18 Aug. 17

London Sewerage – From a Gory History to a Fabulous Present

With its multi-cleaning water treatment facility, London’s drainage system is now an example to the world. However, the history of London sewerage is far from anything spectacular.

There are many myths and stories surrounding the underground sewerage of London. The remains of the faulty drainage pipes can still be found buried deep within. But since then many things have changed and now London’s sewerage system has implemented advanced water conservation strategies.

The Past of the Pipes

The 1800s marked the most horrific time in the history of the London drainage system. Infamously known as the Great Stink, the diabolic waste management and drainage system had clogged the Thames River with human waste.

Then in the year 1859, an engineer known as Joseph Bazalgette worked on the process of re-designing the drainage pipes of London. His project took almost 9 years to end and it ultimately solved the problem.

 Modernization of the Drainage System

The modern drainage system of London is based on several layers of waste water management system. The system ensures that the water is in its sanitary state before being flushed back to the river of Thames.

This does not only ensure conservation of a critical resource like water but also at the same time it enables the city to implement effective waste management. London drainage system now undergoes three major levels of water purification.

The water which is contaminated with the human wastes is being transmitted to the drainage system. This drainage system is then connected to several underground pipes. The pipes lead to the sewage system.

The water which is then stored in the sewage system gets transmitted to a series of treatments. There are three stages of cleaning that take place in the drainage system of London.

Multi-Stage Cleaning Process

The multi cleaning process present in the London sewerage system starts with the screening process of the water. The items which are unsuitable are detected in this stage and then flushed away. Sometimes used water contains un-filterable objects like rags or papers along with other bio-degradable objects, flushed down the systems of residential and commercial properties.

These items are removed along with road grits using a grit extractor. Before the beginning of the multi cleaning process, all the inorganic compounds are separated from the drained water. This helps in the further processing of the water and to make it reusable.

The multi cleaning process can be divided further into three major categories. The major categories are divided on the basis of the function they perform and the steps they follow to ultimately get back to the River of Thames.

Primary Treatment

The primary treatment is associated with the process of removal of the solid waste from the water. This act is performed by pouring the sewerage water in a humongous settlement tank. The tank collects the primary sludge and deposits it at the bottom of the tank.

This makes it possible for the water above to be freed from any sort of solid waste. The sludge, at the bottom, is pumped away, providing an opportunity for further filtration of the water.

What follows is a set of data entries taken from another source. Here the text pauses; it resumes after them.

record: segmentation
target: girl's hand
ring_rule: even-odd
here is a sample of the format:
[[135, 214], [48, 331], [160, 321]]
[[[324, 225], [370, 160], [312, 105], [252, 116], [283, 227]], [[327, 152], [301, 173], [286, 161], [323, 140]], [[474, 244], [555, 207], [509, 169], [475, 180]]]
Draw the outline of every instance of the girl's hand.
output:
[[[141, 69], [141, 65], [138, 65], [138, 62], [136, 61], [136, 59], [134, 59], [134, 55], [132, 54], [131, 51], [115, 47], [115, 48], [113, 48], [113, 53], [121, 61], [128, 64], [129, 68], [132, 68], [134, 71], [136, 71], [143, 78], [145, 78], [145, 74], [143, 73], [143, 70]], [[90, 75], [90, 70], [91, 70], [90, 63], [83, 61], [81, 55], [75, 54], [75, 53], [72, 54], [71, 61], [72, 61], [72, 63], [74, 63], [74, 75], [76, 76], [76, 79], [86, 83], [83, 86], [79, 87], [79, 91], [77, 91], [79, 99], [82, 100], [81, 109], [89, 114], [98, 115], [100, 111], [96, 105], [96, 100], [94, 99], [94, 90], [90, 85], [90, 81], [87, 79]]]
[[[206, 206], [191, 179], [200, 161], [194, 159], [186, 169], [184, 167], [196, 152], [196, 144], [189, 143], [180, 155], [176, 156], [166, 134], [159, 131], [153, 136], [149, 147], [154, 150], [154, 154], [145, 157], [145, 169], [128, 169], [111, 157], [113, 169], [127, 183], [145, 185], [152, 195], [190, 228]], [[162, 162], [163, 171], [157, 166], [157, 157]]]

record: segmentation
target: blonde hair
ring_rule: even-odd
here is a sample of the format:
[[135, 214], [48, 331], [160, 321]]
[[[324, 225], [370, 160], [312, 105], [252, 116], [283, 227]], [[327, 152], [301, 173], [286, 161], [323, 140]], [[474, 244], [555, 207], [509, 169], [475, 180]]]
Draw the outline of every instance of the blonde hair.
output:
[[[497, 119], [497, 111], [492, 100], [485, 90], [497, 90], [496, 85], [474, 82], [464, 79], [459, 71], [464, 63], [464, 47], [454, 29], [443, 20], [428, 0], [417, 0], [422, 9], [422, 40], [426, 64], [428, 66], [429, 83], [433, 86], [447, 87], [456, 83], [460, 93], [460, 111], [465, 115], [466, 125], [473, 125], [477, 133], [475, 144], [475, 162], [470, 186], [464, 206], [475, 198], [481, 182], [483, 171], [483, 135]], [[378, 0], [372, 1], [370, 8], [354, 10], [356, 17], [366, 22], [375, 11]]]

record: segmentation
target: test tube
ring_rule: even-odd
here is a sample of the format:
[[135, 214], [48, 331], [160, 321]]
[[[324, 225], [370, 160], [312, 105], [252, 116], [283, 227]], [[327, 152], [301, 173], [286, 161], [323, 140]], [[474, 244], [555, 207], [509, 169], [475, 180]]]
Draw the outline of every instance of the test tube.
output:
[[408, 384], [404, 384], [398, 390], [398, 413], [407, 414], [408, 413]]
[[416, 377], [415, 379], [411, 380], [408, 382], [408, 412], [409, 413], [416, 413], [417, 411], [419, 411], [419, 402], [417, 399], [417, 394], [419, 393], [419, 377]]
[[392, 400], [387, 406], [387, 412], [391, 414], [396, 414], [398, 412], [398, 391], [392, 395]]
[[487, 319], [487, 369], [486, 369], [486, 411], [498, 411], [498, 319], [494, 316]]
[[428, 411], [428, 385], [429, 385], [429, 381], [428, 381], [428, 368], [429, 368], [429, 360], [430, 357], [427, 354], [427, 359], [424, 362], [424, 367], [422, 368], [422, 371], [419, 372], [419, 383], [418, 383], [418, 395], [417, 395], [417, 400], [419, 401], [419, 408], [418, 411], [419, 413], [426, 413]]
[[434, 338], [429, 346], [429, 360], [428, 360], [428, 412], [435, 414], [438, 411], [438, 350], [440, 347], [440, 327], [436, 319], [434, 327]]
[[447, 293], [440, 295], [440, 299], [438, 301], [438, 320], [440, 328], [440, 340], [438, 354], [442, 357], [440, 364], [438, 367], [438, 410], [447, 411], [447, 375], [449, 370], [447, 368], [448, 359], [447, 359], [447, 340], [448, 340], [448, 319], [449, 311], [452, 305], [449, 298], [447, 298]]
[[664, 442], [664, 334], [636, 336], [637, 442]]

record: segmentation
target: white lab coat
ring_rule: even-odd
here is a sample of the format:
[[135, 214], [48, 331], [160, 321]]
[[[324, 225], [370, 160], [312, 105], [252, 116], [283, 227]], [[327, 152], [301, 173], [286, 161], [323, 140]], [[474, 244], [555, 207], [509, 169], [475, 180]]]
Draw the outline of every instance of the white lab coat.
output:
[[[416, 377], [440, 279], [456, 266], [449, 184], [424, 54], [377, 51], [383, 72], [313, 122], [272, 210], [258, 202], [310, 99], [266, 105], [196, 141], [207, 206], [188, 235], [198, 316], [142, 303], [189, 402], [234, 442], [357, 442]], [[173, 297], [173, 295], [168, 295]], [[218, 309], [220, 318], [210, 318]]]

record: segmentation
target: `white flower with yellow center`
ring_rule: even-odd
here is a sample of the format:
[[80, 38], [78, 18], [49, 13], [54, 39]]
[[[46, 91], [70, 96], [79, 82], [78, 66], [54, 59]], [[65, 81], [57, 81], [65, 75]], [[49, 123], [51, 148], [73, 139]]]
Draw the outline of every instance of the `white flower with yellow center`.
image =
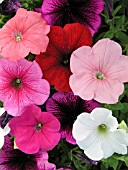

The sludge, upon further treatment, can be used as a source of generating energy for producing electricity. It can also be used as organic fertilizer.

Secondary Treatment

Once the solid waste is being removed from the water, in the next step the water is further purified by pumping oxygen into it. By virtue of a well monitored biological process, the water is then made recycle-worthy.

It is being exposed to an environment of good bacteria. It enhances the overall quality of the water. This biological process is known as activated sludge treatment and it plays a very critical role in the overall treatment of the sewerage water.

Final Treatment

In the final stage, the bacteria with which the water was being purified, is further removed from the water itself. This process is again performed in a settlement tank. In this tank, it is the bacteria cells which form the sludge settled at the bottom of the tank.

This process is similar to the primary stage. In case of further filtration, the water is passed through a separate bed of sand. This entirely removes any kind of impurities remaining in the water.

The current water treatment system in London allows the water to be drained back into Thames and reservoirs. This water eventually becomes a source of future water supply. However, the current sewerage system doesn’t make the water worthy of drinking.